Au plus grand marché de poissons de Séoul, le Noryangjin en plein cœur de Séoul, l'odeur donne l'impression d'être en bord de mer. Mais dans les allées, l’heure est plus à l’inquiétude qu’aux dégustations de fruits de mer.

« Regardez tous les poissons autour de moi : si le Japon décide de prendre cette décision, ils seront tous affectés, évidemment que cela changera ma consommation », dit un client du marché, formel.

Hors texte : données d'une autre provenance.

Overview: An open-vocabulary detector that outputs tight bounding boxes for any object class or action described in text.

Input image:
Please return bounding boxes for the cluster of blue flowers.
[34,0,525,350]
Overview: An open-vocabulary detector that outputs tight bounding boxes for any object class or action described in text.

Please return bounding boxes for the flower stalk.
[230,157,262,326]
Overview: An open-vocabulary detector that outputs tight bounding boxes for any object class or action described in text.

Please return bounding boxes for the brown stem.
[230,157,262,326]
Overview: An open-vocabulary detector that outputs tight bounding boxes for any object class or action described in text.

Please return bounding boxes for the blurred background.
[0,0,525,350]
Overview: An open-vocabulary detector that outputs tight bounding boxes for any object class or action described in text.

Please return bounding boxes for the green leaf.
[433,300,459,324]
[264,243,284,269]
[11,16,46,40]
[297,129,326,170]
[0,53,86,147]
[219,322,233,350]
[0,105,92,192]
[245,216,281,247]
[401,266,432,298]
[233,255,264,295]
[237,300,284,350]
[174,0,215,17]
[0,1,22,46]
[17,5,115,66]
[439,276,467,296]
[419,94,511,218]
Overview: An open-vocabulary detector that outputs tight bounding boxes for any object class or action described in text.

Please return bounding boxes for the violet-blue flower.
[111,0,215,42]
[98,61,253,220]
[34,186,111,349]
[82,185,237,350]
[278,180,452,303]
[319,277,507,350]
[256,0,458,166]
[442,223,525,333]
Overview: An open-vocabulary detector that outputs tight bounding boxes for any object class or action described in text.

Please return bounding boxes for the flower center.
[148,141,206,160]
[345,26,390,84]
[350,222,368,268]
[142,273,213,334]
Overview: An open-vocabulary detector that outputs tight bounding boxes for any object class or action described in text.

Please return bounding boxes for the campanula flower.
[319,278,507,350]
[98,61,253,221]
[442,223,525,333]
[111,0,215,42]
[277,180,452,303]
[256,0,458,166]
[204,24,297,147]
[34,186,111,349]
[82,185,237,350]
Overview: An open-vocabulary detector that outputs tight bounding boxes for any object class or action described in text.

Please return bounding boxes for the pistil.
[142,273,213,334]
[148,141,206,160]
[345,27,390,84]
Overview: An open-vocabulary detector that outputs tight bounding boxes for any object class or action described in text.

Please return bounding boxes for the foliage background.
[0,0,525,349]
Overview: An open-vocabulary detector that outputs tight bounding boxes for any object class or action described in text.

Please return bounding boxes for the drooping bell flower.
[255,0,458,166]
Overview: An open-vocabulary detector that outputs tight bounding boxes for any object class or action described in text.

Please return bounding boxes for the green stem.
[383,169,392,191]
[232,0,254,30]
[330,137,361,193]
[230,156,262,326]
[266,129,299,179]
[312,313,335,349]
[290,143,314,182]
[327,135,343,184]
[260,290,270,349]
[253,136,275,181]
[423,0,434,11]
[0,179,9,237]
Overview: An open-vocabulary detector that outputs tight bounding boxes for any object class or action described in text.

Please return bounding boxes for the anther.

Si seulement 3% des produits du marché proviennent des eaux du voisin, cela peut toutefois affecter les vendeurs sud-coréens locaux, comme Chui Sang Min : « Cette dorade vient du Japon. Si on arrête d’acheter les poissons japonais, alors, on n’aura quasiment plus de dorade ici. »

Pour Xi Jin, sa collègue chinoise, il est impératif que les Japonais ne poursuivent pas ce projet : « On doit tout faire pour empêcher le Japon de relâcher l’eau radioactive. La population, les politiques, le monde entier doit les arrêter, même si on doit se battre contre eux pour y arriver. »

Le président sud-coréen Moon Jae-In a annoncé son intention de saisir le Tribunal international du droit de la mer (TIDM). Cela pour s'opposer à la décision japonaise.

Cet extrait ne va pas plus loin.